Copyscape
- Website type: Plagiarism detection
- Available in: Multilingual
- Founded: July 10, 2004
- Area served: Worldwide
- Industry: Digital content
- Website: copyscape.com
- Commercial: Yes
- Registration: Optional

= Copyscape =

Online plagiarism detection service

Copyscape is an online plagiarism detection service that checks whether similar text content appears elsewhere on the web. It was launched in 2004 by Indigo Stream Technologies, Ltd.

Copyscape is used by content owners to detect cases of "content theft", in which content is copied without permission from one site to another. It is also used by content publishers to detect cases of content fraud, in which old content is repackaged and sold as new original content.

== History ==
Copyscape was launched in 2004 by Indigo Stream Technologies, Ltd., co-founded in 2003 by Gideon Greenspan. According to an interview with Greenspan, the company originally developed an alerting service called Google Alert, out of which the Copyscape service grew as an expansion.

==Functionality==
Given the URL or text of the original content, Copyscape returns a list of web pages that contain similar text to all or parts of this content. It also shows the matching text highlighted on the found web page. Copyscape banners can be placed on a web page to warn potential plagiarists not to steal content. Copysentry monitors the web and sends notifications by email when new copies are found, and Copyscape Premium verifies the originality of content purchased by online content publishers.

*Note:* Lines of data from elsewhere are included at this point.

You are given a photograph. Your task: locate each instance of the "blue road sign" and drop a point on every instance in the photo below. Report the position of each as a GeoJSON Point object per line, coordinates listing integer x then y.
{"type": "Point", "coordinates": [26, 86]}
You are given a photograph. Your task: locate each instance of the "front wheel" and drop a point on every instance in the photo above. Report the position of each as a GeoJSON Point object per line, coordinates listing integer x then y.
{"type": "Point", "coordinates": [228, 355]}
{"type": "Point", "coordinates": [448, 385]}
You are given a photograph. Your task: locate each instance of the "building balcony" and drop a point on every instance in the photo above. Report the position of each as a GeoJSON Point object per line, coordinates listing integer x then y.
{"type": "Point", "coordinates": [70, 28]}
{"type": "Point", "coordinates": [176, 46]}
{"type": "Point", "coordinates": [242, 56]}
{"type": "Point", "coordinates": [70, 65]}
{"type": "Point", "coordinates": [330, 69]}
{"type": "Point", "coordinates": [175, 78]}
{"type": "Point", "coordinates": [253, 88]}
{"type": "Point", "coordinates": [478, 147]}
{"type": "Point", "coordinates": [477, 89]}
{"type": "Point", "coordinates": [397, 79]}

Copyscape uses the Google Web API to power its searches. Copyscape uses a set of algorithms to identify copied content that has been modified from its original form.

==Reported use in plagiarism cases==
Copyscape's use has been reported in cases involving online plagiarism:

- On March 18, 2005, Copyscape was reported as the means used to search the Internet for unauthorized use of materials in the case of Brayton Purcell LLP vs. Recordon & Recordon, filed in the United States District Court for the Northern District of California (361 F.Supp.2d 1135). According to Brayton Purcell, Copyscape was used to search the Internet for unauthorized use of materials on October 7, 2004. On August 6, 2009, Copyscape was cited as the means used to detect plagiarism before the 9th U.S. Circuit Court of Appeals.
- On April 6, 2005, Arve Bersvendsen, a Norwegian Web developer, used Copyscape to find a copy of a CSS tutorial he wrote posted on a site owned by Apple Inc. Bersvendsen claimed that Apple had infringed his copyright, and the content in question was immediately removed.
- On October 17, 2005, Paul Litterick of the New Zealand Association of Rationalists and Humanists used Copyscape to analyze Bruce Logan's published newspaper work, setting off a plagiarism scandal. Litterick found that some of Logan's work was taken (in most cases with permission) from Anglo-American sources, including The Heritage Foundation, the Conservative Christian Fellowship, the Institute for American Values, Digby Anderson of the Social Affairs Unit and writers Maggie Gallagher and Melanie Phillips. Litterick published the results in the Fundy Post (Issues 18 and 19). Logan retired from the Maxim Institute one month later.
- On December 9, 2005, Richard Stiennon, a writer at ZDNet, used Copyscape to find six Web sites that had stolen and re-published an ISP business plan he had written.